I remember standing in an aisle years ago, turning jars over in my hands and calculating silently. This one is thirty dollars. That one is sixty. Another is nearly one hundred. The instinct is immediate. How much am I getting for this price?
Price per jar/ fl oz feels like the obvious measure.
But over time, both as a beekeeper and a formulator, I have learned that the sticker on the lid rarely tells the whole story.
When most people compare skincare, they look at the total cost and the size of the container. Four ounces for this amount. Two ounces for that amount. It feels logical to divide and decide.
What is less visible is concentration.
Many conventional creams are primarily water. Water creates a light texture and allows a product to spread easily. It is not inherently negative. It makes formulations elegant and approachable. But when water makes up a significant percentage of the jar, the remaining ingredients are necessarily diluted.
You may be paying for volume, not density.
In a water free balm, there is no dilution. Every ingredient has a structural purpose. Oils chosen for their fatty acid profile. Butters for their vitamin and antioxidant content. Beeswax for barrier support. What you see in the jar is concentrated nourishment.
Because of that concentration, you often use less.
A pea sized amount of a balm can be sufficient for the entire face. Warmed between the fingers and pressed into the skin, it spreads farther than many expect. When someone calculates cost per ounce without considering how long the jar lasts, the math becomes incomplete.
Longevity changes value.
There is also the matter of ingredient quality. Not all oils are created equal. Some are highly refined and inexpensive. Others are cold pressed, carefully sourced, and chosen for stability. Beeswax can vary in purity and filtration. These choices affect cost.
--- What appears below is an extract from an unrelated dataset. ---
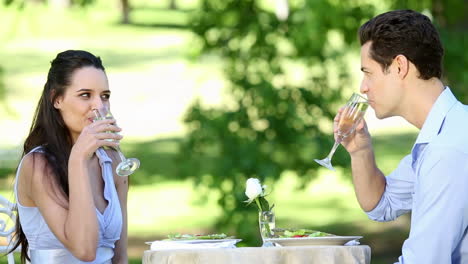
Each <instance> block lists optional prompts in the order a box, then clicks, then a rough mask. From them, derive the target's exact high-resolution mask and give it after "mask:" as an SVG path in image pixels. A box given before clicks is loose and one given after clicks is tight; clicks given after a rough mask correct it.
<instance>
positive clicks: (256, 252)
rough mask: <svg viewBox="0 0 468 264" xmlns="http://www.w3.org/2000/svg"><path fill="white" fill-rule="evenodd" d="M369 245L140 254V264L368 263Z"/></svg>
mask: <svg viewBox="0 0 468 264" xmlns="http://www.w3.org/2000/svg"><path fill="white" fill-rule="evenodd" d="M370 260H371V249H370V247H369V246H366V245H360V246H298V247H271V248H261V247H243V248H222V249H173V250H160V251H152V250H147V251H145V252H144V256H143V264H202V263H203V264H231V263H232V264H262V263H264V264H280V263H287V264H370Z"/></svg>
As a beekeeper, I know the labor involved in producing even a single batch of honey. The tending of hives. The monitoring of seasons. The extraction. The filtering. There is a quiet effort behind every jar that is not visible on a label.
Skincare is similar.
Small batch formulation, intentional sourcing, and slow production do not compete on price with mass manufacturing. They compete on integrity. When a product is made in limited quantities with high quality materials, the cost reflects that care.
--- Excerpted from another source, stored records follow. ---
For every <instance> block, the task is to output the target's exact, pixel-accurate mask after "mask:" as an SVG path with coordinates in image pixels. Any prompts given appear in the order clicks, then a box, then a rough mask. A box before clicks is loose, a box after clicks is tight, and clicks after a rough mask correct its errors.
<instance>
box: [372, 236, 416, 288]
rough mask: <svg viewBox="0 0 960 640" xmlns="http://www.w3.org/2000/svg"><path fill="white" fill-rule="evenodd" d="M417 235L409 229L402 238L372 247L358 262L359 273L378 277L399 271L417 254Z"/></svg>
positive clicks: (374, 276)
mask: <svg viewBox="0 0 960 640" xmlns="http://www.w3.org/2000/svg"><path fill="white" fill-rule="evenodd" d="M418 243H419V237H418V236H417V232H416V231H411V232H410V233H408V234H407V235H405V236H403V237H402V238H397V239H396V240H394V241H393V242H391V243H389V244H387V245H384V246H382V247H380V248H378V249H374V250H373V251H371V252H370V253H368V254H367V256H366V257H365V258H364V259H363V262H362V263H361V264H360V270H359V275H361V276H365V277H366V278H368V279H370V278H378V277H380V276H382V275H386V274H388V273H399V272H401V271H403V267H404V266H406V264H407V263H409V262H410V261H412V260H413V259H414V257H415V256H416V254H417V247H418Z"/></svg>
Another element often overlooked is performance over time. If a lighter cream requires reapplication two or three times a day, you will move through it quickly. If a concentrated balm maintains comfort from morning to evening, the jar empties more slowly.
Cost per use can tell a different story than cost per jar.
This is not an argument that expensive always means better. It does not. There are reasonably priced products that serve people well. And there are costly products whose price reflects branding more than formulation.
Discernment matters.
But when evaluating a water free, concentrated product, it helps to look beyond the surface comparison. Consider how much you need per application. Consider how long it lasts. Consider whether the ingredients are diluted or purposeful. Consider whether the product replaces multiple steps.
Sometimes a single well formulated balm can take the place of serum, cream, and finishing oil.
There is also the question of skin health over time. Products that support the barrier and reduce fluctuation may reduce the need for constant experimentation. When skin feels stable, we buy less in search of solutions.
Stability has value.
At Goodfriend Honey Co, I formulate with the understanding that each jar should work efficiently. Not through intensity, but through concentration. Beeswax for protection. Oils selected carefully, not cheaply. The goal is not to compete on shelf price. It is to create something that earns its place over time.
Price per jar is easy to compare. But value lives in concentration, longevity, ingredient integrity, and how your skin feels months from now.
When I look at a jar now, I do not ask only how much it costs. I ask how thoughtfully it was made, how little I will need, and whether it supports my skin in a steady way.
That steadiness is what I am investing in. And that is rarely visible in the number printed on the bottom of the box.